O governo quer, mas não pode? Ou pode, mas não quer?
Nesse cenário de submissão completa, tão bem ilustrado pelo servilismo perante os interesses dos EUA e Israel, só há duas opções: Ou (1) o governo é capaz de fazer diferente, e escolhe não fazer porque traiu sua base; ou (2) o governo não é capaz de fazer diferente, de modo que eleger qualquer um não passa de jogo de cena para disfarçar que, independentemente do resultado das urnas, a burguesia e do latifúndio jamais saem do poder.
As pessoas são livres para crer que Lula é apenas um senhor bem-intencionado, um idoso eleito a contragosto que não apita nada no próprio governo – em tudo uma Rainha Elizabeth dos trópicos. São também livres para considerar que tamanho alinhamento pró-imperial em todas as pautas importantes não pode ser acaso, e que Lula é propositalmente um inimigo das causas populares. Sinceramente, pouco importa.
Pode ser que os ministros tenham apenas cometido a inconfidência de entregar a real posição do governo por trás do discurso de Lula. Pode ser que eles tenham transmitido um recado de grupos de pressão que querem avançar ainda mais sobre o governo. De todo modo, a incapacidade de Lula tanto de evitar esse desgaste quanto de, depois do ocorrido, punir os ministros, é prova cabal da fragilidade de sua posição e da pusilanimidade de seu comando. Em suma: as ações dos ministros demonstram insubordinação ao governo brasileiro? Talvez. Elas demonstram subordinação a outro governo acolá? Com certeza. Esse é o ponto central.

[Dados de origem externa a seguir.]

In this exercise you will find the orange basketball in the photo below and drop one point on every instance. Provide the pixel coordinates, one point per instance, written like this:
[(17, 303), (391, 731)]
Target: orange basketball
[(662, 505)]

Como disse Huey Newton, a soberania nacional não passa de uma quimera enquanto houver o império estadunidense para mandar e desmandar em todo o planeta. Não serão Estados ou presidentes na democracia burguesa que garantirão a soberania dos povos. Apenas uma revolução socialista mundial que encerre de uma vez por todas a ingerência do imperialismo sobre toda a Humanidade pode, verdadeiramente, nos libertar.
Caio Porto é doutorando em sociologia na Universidade de Brasília. Integra o Grupo de Estudos Retóricas do Poder e Resistências (Gerpor-UnB) e o Centro Internacional de Estudos Árabes e Islâmicos (CEAI-UFS).